Selina Concise Class 10 Math Chapter 10 Arithmetic Progression Solutions
Exercise 10F
(Q1) The 6th term of an arithmetic progression is 16 and the 14th term is 32. Determine the 36th term.
= Solution:
Given that, The 6th term of an arithmetic progression is 16.
∴ t6 = 16
And the 14th term is 32
∴ t14 = 32
Let us consider the first term ‘a’ and the common difference ‘d’.
We know that,
tn = a + (n – 1) d
We have to find t6 –
t6 = a + (6 – 1) d
t6 = a + 5d
16 = a + 5d
And we have find t14 –
t14 = a + (14 – 1) d
t14 = a + 13d
32 = a + 13d —– (2)
From equation (1) – (2)
We get,
a + 5d = 16
a + 13d = 32
(-) (-) (-)
____________
– 8d = -16
d = 16/8
d = 2
Put d = 2 in equation (i), we get,
16 = a + 5(2)
16 = a + 10
16 – 10 = a
6 = a
∴ a = 6
Now, We have to find 36th term –
(Q3) An arithmetic progression of 50 terms of which 3rd term is 12 and the last term is 106. Find the 29th term of the arithmetic progression.
Solution:
Given that, an arithmetic progression of 50 terms –
∴ n = 50
And also given that, the third (3rd) term is 12 –
t3 = 12
We know that,
tn = a + (n – 1) d
t3 = a + (3 – 1) d
t3 = a + 2d
12 = a + 2d —- (1)
Also, given that, last term (l) = 106
t50 = 106
We know that,
tn = a + (n – 1) d
t50 = a + (50 – 1) d
106 = a + 49d —– (2)
Subtract equation (1) from (2) we get,
12 = a + 2d
106 = a + 49d
(-) (-) (-)
____________
-94 = -47d
94/47 = d
∴ d = 2
Put d = 2 in equation (1), we get,
12 = a + 2×2
12 = a + 4
12 – 4 = a
8 = a
∴ a = 8
Now,
∴ We have to find the 29th term –
t29 = a + 28d
= 8 + 28 × d
= 8 + 28 × 2
= 8 + 56
t29 = 64
(Q5) Find the sum of first 10 terms of the arithmetic progression –
4 + 6 + 8 + —–
Solution:
Given arithmetic progression is 4 + 6 + 8 + —-
∴ a = 4
t1 = 4, t2 = 6, t3 = 8 —-
t2 – t1 = 6 – 4 = 2 = d1
t3 – t2 = 8 – 6 = 2 = d2
d1 = d2 = d
d = 2
Now, we have to find the sum of first 10 terms –
Sn = n/2 [2a + (n – 1) d]
S10 = 10/2 [2×4 + (10 – 1) 2] (∵ n = 10)
= 5 [8 + 9 (2)]
= 5 [8 + 18]
= 5 [26]
S10 = 130
(Q6) Find the sum of first 20 terms of an arithmetic progression whose first term is 3 and the last term is 57.
Solution:
Given that, the sum of first 20 terms of an arithmetic progression
∴ n = 20
And also given that,
First term, (t1) = a = 3
And the last term l = 57.
We know that,
S = n/2 (a + l)
= 20/2 (3 + 57)
= 20/2 (60)
= 20×30
S = 600
∴ The sum o first 20 terms of an arithmetic progression is 500.
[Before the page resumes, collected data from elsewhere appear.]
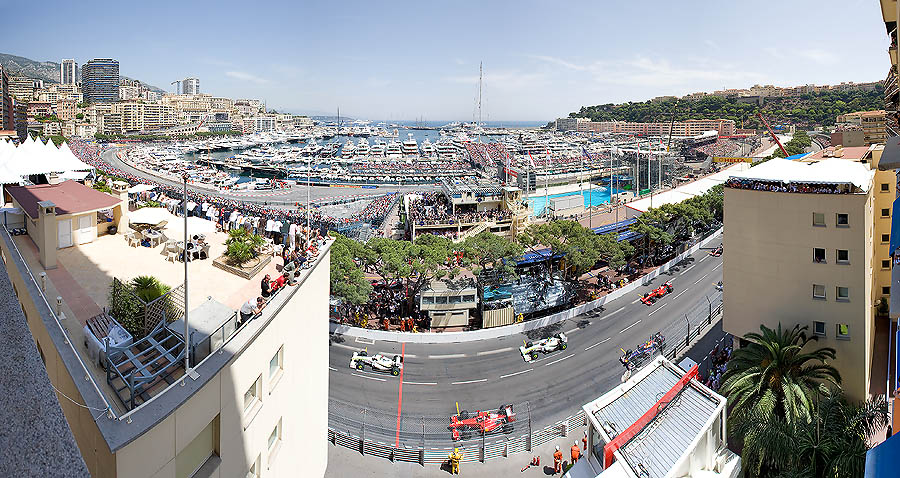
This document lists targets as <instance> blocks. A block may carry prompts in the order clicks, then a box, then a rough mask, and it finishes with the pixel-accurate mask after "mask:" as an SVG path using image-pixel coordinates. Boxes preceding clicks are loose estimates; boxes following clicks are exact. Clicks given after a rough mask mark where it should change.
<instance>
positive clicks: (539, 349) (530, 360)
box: [519, 332, 569, 362]
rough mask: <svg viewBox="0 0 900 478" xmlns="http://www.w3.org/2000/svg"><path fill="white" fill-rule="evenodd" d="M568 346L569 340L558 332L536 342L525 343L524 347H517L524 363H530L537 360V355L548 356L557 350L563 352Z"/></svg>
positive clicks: (561, 332)
mask: <svg viewBox="0 0 900 478" xmlns="http://www.w3.org/2000/svg"><path fill="white" fill-rule="evenodd" d="M568 346H569V339H568V338H567V337H566V334H564V333H562V332H560V333H558V334H556V335H553V336H551V337H547V338H546V339H541V340H538V341H536V342H525V345H523V346H521V347H519V352H521V353H522V358H524V359H525V361H526V362H531V361H532V360H537V358H538V353H543V354H549V353H550V352H555V351H557V350H565V349H566V347H568Z"/></svg>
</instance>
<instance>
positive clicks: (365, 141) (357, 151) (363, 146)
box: [356, 138, 369, 158]
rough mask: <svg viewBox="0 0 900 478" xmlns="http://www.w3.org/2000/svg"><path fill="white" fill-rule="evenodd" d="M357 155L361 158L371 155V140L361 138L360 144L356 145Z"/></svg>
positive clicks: (356, 150)
mask: <svg viewBox="0 0 900 478" xmlns="http://www.w3.org/2000/svg"><path fill="white" fill-rule="evenodd" d="M356 155H357V156H359V157H361V158H365V157H366V156H368V155H369V140H367V139H366V138H360V140H359V143H357V144H356Z"/></svg>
(Q9) Find the general term (nth term) and 23rd term of the sequence 3, 1, -1, -3, —
Solution:
Given sequence is 3, 1, -1, -3, —-
Here, t1 = 3, t2 = 1, t3 =-1, t4 = -3, —-
t2 – t1 = 1 – 3= -2 = d1
t3 – t2 = -1 -1 = -2 = d2
d1 = d2 = d
∴ d = -2
t1 = a = 3
∴ The given sequence is in arithmetic progression.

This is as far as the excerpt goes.